WHAT I ASKED GOD FOR
After the divorce, when it dawned on me that I was an unmarried parent, I had a talk with God.
I said:
I said:
"Lord, I know everything has not been perfect in my marriage, but I thought he was a decent husband. So since Your word says 'You are my Husband' I need You to be a MUCH better Husband than he was. With my finances, my kids, everything that he did okay, I expect You to show me how great of a Husband You are."
Mind you, this was not a momentary prayer that I didn't follow up on. I prayed and reminded God often when things got tight. I can't tell you how consistent my bills have been paid, how well my kids are doing or how much my purpose has been supported. I've done things that I was never able to do before, because of my HUSBAND.
If you or anyone you know is contemplating divorce, I DO NOT recommend it. God still hates divorce, but He has given us free will. Because of that free will, we choose sometimes opposite of God's will. This realization is not meant to condemn you, God has not condemned you and neither will I. Circumstances are different for everyone, talk to God, hear His heart and trust Him. I always remind myself that an individual's relationship with God is always more important than a marriage. If you have to lose one or the other.......choose well.

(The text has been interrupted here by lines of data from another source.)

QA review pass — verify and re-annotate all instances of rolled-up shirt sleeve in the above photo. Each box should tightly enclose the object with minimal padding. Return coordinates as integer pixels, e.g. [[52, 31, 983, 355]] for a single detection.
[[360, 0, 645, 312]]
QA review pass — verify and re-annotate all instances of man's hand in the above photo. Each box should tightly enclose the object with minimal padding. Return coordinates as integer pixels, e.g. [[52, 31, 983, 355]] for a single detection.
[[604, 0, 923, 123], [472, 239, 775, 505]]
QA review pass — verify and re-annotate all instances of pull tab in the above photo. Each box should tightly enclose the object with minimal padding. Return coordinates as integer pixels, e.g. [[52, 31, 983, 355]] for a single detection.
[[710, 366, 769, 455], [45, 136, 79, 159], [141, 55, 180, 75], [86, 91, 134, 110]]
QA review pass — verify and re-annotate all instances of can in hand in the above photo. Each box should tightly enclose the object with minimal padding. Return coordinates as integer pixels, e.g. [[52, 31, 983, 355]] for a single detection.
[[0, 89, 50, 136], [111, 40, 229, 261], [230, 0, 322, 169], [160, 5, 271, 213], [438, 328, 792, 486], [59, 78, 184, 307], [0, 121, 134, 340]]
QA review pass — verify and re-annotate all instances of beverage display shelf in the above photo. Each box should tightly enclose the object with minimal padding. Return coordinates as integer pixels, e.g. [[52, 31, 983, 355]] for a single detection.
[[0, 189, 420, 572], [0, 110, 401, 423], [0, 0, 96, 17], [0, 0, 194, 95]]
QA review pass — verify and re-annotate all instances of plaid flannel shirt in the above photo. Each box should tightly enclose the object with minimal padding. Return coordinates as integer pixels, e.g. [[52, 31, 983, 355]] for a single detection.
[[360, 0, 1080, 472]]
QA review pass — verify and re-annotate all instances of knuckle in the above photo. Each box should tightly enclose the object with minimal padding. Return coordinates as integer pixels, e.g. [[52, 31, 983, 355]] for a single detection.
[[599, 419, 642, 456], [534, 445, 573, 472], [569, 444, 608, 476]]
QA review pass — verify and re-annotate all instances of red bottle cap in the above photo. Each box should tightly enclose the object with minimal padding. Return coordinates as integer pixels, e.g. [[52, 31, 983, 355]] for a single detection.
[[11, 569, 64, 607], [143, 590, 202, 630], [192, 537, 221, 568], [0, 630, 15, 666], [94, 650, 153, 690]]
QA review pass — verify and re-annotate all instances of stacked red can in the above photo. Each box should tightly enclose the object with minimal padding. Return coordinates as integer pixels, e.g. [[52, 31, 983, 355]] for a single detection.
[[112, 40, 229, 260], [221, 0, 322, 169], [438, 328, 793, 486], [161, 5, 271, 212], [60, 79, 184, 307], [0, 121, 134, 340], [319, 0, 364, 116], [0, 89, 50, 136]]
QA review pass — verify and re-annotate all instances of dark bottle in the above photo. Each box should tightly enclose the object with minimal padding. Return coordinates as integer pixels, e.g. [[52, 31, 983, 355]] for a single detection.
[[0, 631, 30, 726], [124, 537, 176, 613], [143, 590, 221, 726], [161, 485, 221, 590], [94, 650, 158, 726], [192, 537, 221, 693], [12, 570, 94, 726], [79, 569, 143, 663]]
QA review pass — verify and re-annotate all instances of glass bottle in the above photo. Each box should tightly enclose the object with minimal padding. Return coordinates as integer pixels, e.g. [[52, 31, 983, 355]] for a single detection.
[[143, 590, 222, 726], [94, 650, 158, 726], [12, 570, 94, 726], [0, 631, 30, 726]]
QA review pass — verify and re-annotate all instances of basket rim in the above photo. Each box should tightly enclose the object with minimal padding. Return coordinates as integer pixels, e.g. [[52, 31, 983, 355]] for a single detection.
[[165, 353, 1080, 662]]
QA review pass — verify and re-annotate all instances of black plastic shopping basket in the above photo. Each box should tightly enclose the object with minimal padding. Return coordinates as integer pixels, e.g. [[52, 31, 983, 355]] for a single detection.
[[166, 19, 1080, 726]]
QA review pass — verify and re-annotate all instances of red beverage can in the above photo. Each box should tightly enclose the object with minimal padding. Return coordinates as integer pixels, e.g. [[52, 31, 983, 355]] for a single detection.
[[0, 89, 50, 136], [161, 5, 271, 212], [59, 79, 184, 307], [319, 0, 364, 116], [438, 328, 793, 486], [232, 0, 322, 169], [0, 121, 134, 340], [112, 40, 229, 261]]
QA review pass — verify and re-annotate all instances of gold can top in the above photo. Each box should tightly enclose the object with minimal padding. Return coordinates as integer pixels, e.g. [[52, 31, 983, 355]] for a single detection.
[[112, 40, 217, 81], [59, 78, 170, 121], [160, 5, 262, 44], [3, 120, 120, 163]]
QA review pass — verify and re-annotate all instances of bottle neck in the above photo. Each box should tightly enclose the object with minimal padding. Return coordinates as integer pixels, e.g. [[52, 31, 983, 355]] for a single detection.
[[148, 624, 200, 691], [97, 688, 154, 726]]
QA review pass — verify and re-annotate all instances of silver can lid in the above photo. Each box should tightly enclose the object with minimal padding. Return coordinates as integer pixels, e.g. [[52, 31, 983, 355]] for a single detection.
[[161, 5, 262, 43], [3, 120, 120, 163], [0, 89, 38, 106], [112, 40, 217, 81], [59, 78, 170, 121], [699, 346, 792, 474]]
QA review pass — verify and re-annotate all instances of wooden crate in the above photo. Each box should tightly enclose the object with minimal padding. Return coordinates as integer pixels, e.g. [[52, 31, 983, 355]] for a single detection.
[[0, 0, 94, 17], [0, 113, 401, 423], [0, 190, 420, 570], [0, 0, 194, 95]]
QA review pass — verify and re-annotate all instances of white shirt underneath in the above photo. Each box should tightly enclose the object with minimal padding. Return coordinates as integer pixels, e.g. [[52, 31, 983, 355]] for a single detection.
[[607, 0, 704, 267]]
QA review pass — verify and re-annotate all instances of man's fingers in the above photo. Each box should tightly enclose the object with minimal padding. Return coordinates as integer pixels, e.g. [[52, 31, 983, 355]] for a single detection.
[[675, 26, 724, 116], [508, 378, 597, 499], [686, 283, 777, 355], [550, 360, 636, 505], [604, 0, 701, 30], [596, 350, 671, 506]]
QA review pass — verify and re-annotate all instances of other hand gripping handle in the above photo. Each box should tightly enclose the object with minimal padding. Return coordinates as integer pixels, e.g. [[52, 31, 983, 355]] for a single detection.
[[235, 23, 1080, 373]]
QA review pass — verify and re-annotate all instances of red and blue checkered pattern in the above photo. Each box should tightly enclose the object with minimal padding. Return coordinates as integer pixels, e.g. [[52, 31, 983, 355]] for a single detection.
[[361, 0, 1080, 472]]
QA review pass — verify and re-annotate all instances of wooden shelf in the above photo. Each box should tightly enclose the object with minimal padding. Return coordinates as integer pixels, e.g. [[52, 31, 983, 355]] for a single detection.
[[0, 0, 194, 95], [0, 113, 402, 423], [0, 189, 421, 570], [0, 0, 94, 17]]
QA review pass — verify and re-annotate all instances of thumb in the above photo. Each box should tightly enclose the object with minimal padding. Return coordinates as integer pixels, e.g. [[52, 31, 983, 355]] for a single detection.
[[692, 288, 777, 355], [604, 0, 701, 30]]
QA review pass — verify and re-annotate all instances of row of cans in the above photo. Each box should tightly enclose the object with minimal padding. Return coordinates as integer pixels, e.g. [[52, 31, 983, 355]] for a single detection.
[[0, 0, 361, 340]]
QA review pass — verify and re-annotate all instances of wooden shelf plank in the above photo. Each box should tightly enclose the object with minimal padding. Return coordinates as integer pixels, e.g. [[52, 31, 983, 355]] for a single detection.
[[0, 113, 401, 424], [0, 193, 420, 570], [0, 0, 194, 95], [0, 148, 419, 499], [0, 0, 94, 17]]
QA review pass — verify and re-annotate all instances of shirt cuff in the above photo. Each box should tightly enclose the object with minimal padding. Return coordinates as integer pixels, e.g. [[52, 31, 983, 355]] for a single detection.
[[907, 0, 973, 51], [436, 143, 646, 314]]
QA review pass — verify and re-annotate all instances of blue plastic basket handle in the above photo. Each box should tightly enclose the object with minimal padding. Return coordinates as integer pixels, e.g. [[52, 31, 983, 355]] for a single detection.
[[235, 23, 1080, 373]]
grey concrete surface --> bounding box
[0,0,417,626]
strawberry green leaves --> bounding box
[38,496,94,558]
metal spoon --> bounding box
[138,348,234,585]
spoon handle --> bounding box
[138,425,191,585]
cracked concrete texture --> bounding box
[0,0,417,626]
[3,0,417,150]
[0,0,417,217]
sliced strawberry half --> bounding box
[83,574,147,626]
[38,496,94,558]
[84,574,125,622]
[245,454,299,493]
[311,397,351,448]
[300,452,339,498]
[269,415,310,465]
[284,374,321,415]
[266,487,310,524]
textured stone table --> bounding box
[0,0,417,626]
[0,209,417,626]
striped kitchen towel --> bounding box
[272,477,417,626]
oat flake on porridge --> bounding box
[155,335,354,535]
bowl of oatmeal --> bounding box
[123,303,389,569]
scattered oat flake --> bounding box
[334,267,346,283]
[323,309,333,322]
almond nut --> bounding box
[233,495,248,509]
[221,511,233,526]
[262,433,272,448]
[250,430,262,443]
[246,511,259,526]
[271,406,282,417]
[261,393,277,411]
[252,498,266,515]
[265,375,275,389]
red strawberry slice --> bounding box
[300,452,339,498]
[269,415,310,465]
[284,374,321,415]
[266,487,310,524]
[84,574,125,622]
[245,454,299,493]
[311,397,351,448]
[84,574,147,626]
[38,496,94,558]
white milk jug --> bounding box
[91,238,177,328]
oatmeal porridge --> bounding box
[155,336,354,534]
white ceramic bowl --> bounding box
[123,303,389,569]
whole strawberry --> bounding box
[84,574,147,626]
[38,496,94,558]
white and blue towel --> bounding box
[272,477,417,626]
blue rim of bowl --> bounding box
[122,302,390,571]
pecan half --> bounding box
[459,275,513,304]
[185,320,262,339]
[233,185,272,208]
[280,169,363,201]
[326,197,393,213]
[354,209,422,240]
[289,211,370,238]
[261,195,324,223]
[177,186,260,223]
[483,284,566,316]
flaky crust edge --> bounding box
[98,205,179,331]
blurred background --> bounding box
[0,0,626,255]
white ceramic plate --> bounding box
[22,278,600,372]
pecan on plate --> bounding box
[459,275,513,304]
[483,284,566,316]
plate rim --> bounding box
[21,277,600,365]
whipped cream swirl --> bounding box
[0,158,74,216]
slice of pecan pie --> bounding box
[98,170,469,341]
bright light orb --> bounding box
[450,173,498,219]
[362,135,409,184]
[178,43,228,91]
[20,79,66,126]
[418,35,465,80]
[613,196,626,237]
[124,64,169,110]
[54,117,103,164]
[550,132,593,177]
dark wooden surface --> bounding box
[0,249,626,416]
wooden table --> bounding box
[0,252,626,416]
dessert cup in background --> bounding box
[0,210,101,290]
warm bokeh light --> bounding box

Remember divorce is not an easy journey, your kids, your family, your mind, your future, your purpose and your God...deserve a strong fight to stay in there, not just to be in it- but make it good. A relationship that you love being in, one that blesses your family and glorifies God. But if you have already gone through a breakup, or if you tried and things still go different than you desired... know that God will bring you through it on top, if you trust Him. Let go of your right to be angry, the right to fight them or hold on to the hurt. Let go of all the typical responses that surround you and allow God's spirit to help you do life victoriously.
1 Corinthians 10:13
"No temptation has overtaken you that is unusual for human beings. But God is faithful, and He will not allow you to be tempted beyond your strength. Instead, along with the temptation He will also provide a way out, so that you may be able to endure it."
I apologize if somehow you misunderstood my life as it is now. If I took too long to remind you, divorce is hard, but God makes things good and gives us peace when we follow Him. Yes, I am fulfilled, I am following my purpose and my kids are blessed and still know their God. Funny thing is that my ex-husband is too. We are blessed not by default, or by FAULT, but by HIS GRACE. God can still cause purpose to be fulfilled, He can bless our kids and direct their paths. He causes our finances to be on point and our house to be at peace. It is only through HIM, not how well we look like we are doing. By following God, by accepting and applying His word- we gain life. You are not the only one going through difficulties, just be sure you are one of the ones that flourishes! Flourish in HIM.